Limitations: Safety devices have physical limits. A seatbelt cannot extend Δt indefinitely — the available deformation distance is constrained by the vehicle cabin. In a high-speed collision (>100 km/h), even a seatbelt may not reduce peak force below the injury threshold. Similarly, helmets are designed for a specific energy range — a high-speed motorcycle crash exceeds the foam’s deformation capacity, and the helmet bottoms out, making it effectively rigid. A second limitation is that the vector direction of the impulse matters: oblique impacts deliver off-axis forces that can cause rotational injuries even when linear peak force is below threshold.

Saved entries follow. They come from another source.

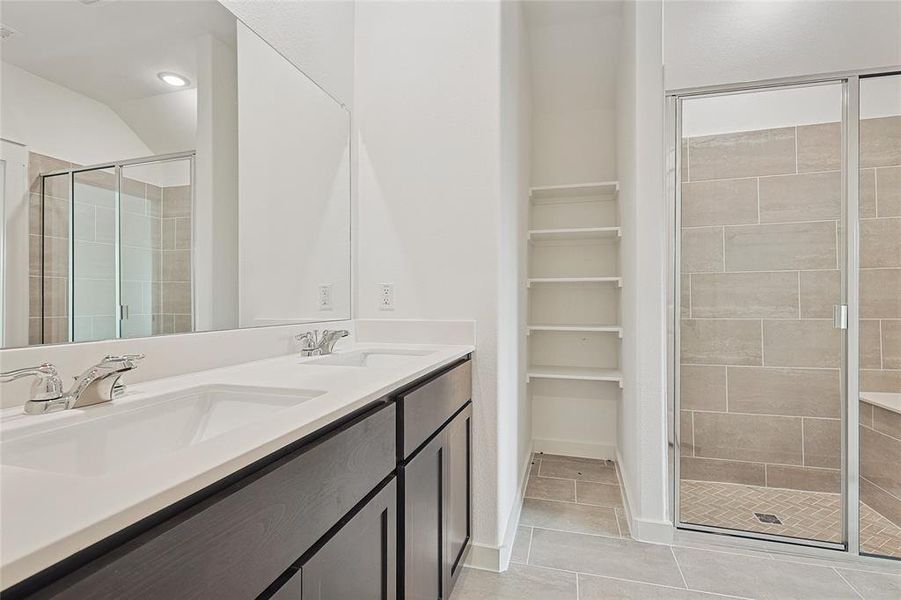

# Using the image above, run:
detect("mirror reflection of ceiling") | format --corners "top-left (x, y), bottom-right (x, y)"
top-left (0, 0), bottom-right (237, 155)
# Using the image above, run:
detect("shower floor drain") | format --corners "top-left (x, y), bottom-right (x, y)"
top-left (754, 512), bottom-right (783, 525)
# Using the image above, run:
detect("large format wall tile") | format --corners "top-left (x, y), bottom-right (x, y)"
top-left (682, 227), bottom-right (723, 273)
top-left (681, 178), bottom-right (758, 226)
top-left (689, 127), bottom-right (796, 180)
top-left (882, 320), bottom-right (901, 370)
top-left (860, 319), bottom-right (883, 369)
top-left (680, 365), bottom-right (727, 411)
top-left (681, 319), bottom-right (762, 366)
top-left (802, 417), bottom-right (841, 468)
top-left (680, 456), bottom-right (766, 486)
top-left (873, 404), bottom-right (901, 440)
top-left (861, 369), bottom-right (901, 393)
top-left (861, 168), bottom-right (877, 218)
top-left (796, 122), bottom-right (840, 173)
top-left (862, 217), bottom-right (901, 268)
top-left (861, 425), bottom-right (901, 498)
top-left (861, 115), bottom-right (901, 168)
top-left (724, 222), bottom-right (836, 271)
top-left (758, 171), bottom-right (841, 223)
top-left (693, 412), bottom-right (803, 465)
top-left (726, 366), bottom-right (840, 418)
top-left (799, 270), bottom-right (839, 318)
top-left (878, 166), bottom-right (901, 217)
top-left (690, 272), bottom-right (799, 318)
top-left (861, 268), bottom-right (901, 318)
top-left (762, 320), bottom-right (841, 368)
top-left (765, 465), bottom-right (840, 493)
top-left (860, 476), bottom-right (901, 528)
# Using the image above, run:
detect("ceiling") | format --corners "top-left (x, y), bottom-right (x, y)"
top-left (524, 0), bottom-right (622, 114)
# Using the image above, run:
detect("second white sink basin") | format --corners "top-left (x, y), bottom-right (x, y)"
top-left (306, 349), bottom-right (434, 368)
top-left (0, 384), bottom-right (324, 477)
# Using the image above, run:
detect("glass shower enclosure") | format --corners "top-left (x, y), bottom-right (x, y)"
top-left (669, 72), bottom-right (901, 560)
top-left (35, 152), bottom-right (194, 344)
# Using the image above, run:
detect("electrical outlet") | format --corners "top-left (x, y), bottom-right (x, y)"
top-left (379, 283), bottom-right (394, 310)
top-left (318, 284), bottom-right (333, 310)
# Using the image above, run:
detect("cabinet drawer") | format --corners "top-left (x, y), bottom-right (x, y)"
top-left (29, 402), bottom-right (396, 600)
top-left (398, 360), bottom-right (471, 459)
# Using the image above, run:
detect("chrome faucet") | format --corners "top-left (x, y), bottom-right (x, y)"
top-left (295, 329), bottom-right (349, 357)
top-left (0, 354), bottom-right (144, 415)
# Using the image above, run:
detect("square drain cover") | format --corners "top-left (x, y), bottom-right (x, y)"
top-left (754, 512), bottom-right (782, 525)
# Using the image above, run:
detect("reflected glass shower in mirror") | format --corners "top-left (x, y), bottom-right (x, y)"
top-left (0, 0), bottom-right (352, 349)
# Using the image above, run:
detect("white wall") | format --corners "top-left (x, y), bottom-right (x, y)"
top-left (237, 22), bottom-right (351, 326)
top-left (0, 62), bottom-right (152, 165)
top-left (664, 0), bottom-right (901, 91)
top-left (354, 0), bottom-right (506, 557)
top-left (222, 0), bottom-right (354, 107)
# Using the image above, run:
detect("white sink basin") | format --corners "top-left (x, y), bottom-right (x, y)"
top-left (0, 384), bottom-right (324, 477)
top-left (306, 349), bottom-right (434, 368)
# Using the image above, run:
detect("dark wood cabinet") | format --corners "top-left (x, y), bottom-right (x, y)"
top-left (444, 403), bottom-right (472, 592)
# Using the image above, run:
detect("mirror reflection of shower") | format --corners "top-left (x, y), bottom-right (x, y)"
top-left (34, 153), bottom-right (194, 345)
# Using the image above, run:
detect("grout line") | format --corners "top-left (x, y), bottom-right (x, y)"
top-left (527, 525), bottom-right (626, 542)
top-left (794, 126), bottom-right (799, 174)
top-left (526, 526), bottom-right (534, 565)
top-left (670, 546), bottom-right (689, 589)
top-left (575, 570), bottom-right (580, 600)
top-left (832, 567), bottom-right (866, 599)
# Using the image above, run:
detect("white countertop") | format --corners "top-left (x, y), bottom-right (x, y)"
top-left (0, 343), bottom-right (473, 589)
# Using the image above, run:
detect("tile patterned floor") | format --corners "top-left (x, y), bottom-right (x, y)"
top-left (450, 453), bottom-right (901, 600)
top-left (680, 480), bottom-right (901, 559)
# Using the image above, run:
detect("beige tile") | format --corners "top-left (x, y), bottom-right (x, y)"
top-left (42, 316), bottom-right (69, 344)
top-left (525, 475), bottom-right (575, 502)
top-left (724, 222), bottom-right (837, 272)
top-left (860, 477), bottom-right (901, 529)
top-left (802, 417), bottom-right (841, 468)
top-left (860, 168), bottom-right (877, 218)
top-left (860, 399), bottom-right (875, 428)
top-left (519, 499), bottom-right (620, 537)
top-left (861, 425), bottom-right (901, 498)
top-left (162, 218), bottom-right (176, 250)
top-left (690, 272), bottom-right (799, 318)
top-left (42, 235), bottom-right (69, 278)
top-left (579, 574), bottom-right (729, 600)
top-left (873, 404), bottom-right (901, 441)
top-left (799, 270), bottom-right (839, 318)
top-left (861, 369), bottom-right (901, 393)
top-left (689, 127), bottom-right (796, 180)
top-left (175, 217), bottom-right (192, 250)
top-left (877, 166), bottom-right (901, 217)
top-left (681, 178), bottom-right (758, 227)
top-left (37, 276), bottom-right (69, 319)
top-left (575, 482), bottom-right (623, 508)
top-left (681, 319), bottom-right (762, 366)
top-left (121, 177), bottom-right (146, 203)
top-left (172, 314), bottom-right (193, 333)
top-left (681, 227), bottom-right (723, 273)
top-left (758, 171), bottom-right (841, 223)
top-left (861, 115), bottom-right (901, 168)
top-left (765, 465), bottom-right (841, 493)
top-left (451, 563), bottom-right (576, 600)
top-left (681, 411), bottom-right (694, 456)
top-left (528, 528), bottom-right (686, 588)
top-left (162, 185), bottom-right (192, 218)
top-left (681, 138), bottom-right (689, 182)
top-left (762, 320), bottom-right (840, 368)
top-left (835, 568), bottom-right (901, 600)
top-left (537, 457), bottom-right (618, 484)
top-left (28, 317), bottom-right (41, 345)
top-left (28, 152), bottom-right (71, 194)
top-left (861, 218), bottom-right (901, 268)
top-left (42, 195), bottom-right (70, 238)
top-left (162, 250), bottom-right (191, 282)
top-left (861, 319), bottom-right (883, 369)
top-left (881, 320), bottom-right (901, 371)
top-left (681, 274), bottom-right (691, 318)
top-left (726, 366), bottom-right (840, 418)
top-left (680, 365), bottom-right (727, 411)
top-left (693, 411), bottom-right (802, 465)
top-left (861, 268), bottom-right (901, 318)
top-left (509, 526), bottom-right (531, 564)
top-left (146, 184), bottom-right (162, 214)
top-left (797, 122), bottom-right (840, 173)
top-left (671, 546), bottom-right (859, 599)
top-left (161, 281), bottom-right (192, 314)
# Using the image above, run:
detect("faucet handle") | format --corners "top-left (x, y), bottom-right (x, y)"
top-left (0, 363), bottom-right (64, 401)
top-left (100, 353), bottom-right (145, 368)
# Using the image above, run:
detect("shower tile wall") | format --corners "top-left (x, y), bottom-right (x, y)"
top-left (680, 116), bottom-right (901, 499)
top-left (158, 184), bottom-right (193, 335)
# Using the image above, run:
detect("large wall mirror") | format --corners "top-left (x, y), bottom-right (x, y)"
top-left (0, 0), bottom-right (351, 349)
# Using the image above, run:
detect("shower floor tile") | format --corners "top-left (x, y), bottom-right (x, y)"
top-left (680, 480), bottom-right (901, 559)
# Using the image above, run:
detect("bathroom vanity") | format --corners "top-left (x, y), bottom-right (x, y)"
top-left (0, 347), bottom-right (473, 600)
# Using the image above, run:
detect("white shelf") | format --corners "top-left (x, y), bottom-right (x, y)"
top-left (528, 227), bottom-right (621, 242)
top-left (528, 276), bottom-right (621, 287)
top-left (529, 181), bottom-right (619, 200)
top-left (527, 365), bottom-right (623, 387)
top-left (528, 324), bottom-right (623, 338)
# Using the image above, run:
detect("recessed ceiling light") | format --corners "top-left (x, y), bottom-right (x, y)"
top-left (157, 72), bottom-right (189, 88)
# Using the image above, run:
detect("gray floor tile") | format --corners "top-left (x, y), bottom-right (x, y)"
top-left (526, 475), bottom-right (576, 502)
top-left (509, 526), bottom-right (532, 564)
top-left (836, 567), bottom-right (901, 600)
top-left (672, 546), bottom-right (860, 599)
top-left (538, 457), bottom-right (619, 484)
top-left (615, 508), bottom-right (631, 538)
top-left (528, 528), bottom-right (686, 588)
top-left (520, 498), bottom-right (620, 537)
top-left (450, 563), bottom-right (576, 600)
top-left (579, 574), bottom-right (743, 599)
top-left (577, 481), bottom-right (624, 507)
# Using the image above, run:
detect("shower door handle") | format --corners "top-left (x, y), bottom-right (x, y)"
top-left (833, 304), bottom-right (848, 330)
top-left (119, 304), bottom-right (130, 320)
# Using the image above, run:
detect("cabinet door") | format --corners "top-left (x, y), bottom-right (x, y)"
top-left (402, 431), bottom-right (446, 600)
top-left (298, 478), bottom-right (397, 600)
top-left (444, 403), bottom-right (472, 593)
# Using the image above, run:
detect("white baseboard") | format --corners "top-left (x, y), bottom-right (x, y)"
top-left (464, 443), bottom-right (533, 572)
top-left (615, 450), bottom-right (674, 545)
top-left (533, 438), bottom-right (615, 460)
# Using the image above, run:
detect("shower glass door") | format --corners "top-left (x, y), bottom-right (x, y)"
top-left (675, 82), bottom-right (847, 546)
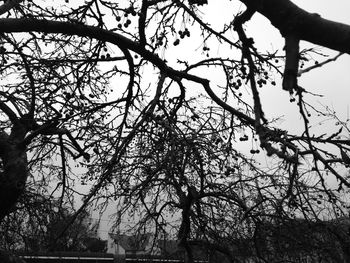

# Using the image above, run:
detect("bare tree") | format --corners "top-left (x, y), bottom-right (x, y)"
top-left (0, 1), bottom-right (350, 262)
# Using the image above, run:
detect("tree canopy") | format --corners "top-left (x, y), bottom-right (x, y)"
top-left (1, 0), bottom-right (350, 262)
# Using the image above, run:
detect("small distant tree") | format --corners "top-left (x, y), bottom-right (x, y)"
top-left (40, 208), bottom-right (98, 252)
top-left (83, 237), bottom-right (107, 253)
top-left (0, 196), bottom-right (104, 253)
top-left (0, 187), bottom-right (55, 252)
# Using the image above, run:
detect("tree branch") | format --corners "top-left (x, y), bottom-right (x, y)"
top-left (0, 0), bottom-right (24, 16)
top-left (283, 34), bottom-right (299, 93)
top-left (240, 0), bottom-right (350, 54)
top-left (298, 52), bottom-right (344, 76)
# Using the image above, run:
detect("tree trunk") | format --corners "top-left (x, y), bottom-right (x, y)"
top-left (0, 146), bottom-right (27, 221)
top-left (0, 124), bottom-right (28, 222)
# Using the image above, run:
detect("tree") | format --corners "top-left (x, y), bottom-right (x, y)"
top-left (252, 218), bottom-right (350, 262)
top-left (0, 0), bottom-right (350, 262)
top-left (32, 207), bottom-right (101, 252)
top-left (0, 196), bottom-right (105, 253)
top-left (0, 188), bottom-right (56, 252)
top-left (83, 237), bottom-right (107, 253)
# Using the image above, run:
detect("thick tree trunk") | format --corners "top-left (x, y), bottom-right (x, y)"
top-left (0, 146), bottom-right (27, 221)
top-left (0, 125), bottom-right (28, 222)
top-left (0, 128), bottom-right (28, 262)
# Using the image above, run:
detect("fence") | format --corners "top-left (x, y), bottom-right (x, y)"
top-left (17, 253), bottom-right (209, 263)
top-left (18, 252), bottom-right (114, 263)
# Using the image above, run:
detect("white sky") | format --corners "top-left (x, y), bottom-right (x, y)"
top-left (242, 1), bottom-right (350, 134)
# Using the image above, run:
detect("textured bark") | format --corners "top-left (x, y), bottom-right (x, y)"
top-left (0, 122), bottom-right (28, 222)
top-left (240, 0), bottom-right (350, 54)
top-left (0, 145), bottom-right (27, 221)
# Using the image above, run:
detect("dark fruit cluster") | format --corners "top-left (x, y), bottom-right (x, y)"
top-left (239, 135), bottom-right (248, 141)
top-left (156, 36), bottom-right (165, 47)
top-left (230, 67), bottom-right (277, 89)
top-left (117, 18), bottom-right (131, 29)
top-left (125, 6), bottom-right (137, 16)
top-left (173, 28), bottom-right (191, 46)
top-left (124, 19), bottom-right (132, 28)
top-left (250, 149), bottom-right (260, 154)
top-left (230, 78), bottom-right (242, 90)
top-left (202, 46), bottom-right (210, 57)
top-left (179, 28), bottom-right (190, 39)
top-left (115, 6), bottom-right (136, 29)
top-left (173, 39), bottom-right (180, 46)
top-left (257, 78), bottom-right (267, 88)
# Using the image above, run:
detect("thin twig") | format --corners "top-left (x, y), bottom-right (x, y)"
top-left (298, 52), bottom-right (344, 76)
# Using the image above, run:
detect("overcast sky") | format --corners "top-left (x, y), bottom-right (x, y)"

Marking criteria (8 marks): 1 = correctly states J = FΔt = Δp and explains how extending Δt reduces F for the same Δp. 1 = named Device 1 (seatbelt or airbag) with specific mechanism and quantitative example. 1 = named Device 2 (helmet, crumple zone, crash mat) with specific mechanism. 1 = discusses Newton’s Third Law and explains why it makes collisions dangerous (equal forces on occupant as on vehicle). 1 = quantitative comparison showing the force difference (with and without device) using J = FΔt. 1 = identifies at least one physical limitation of safety devices (energy limit, cabin space, oblique impacts). 1 = second limitation OR a second quantitative example from a different context (road vs sports). 1 = reaches an explicit evaluative judgement: safety devices reduce injury by extending Δt but cannot eliminate risk above certain energy thresholds.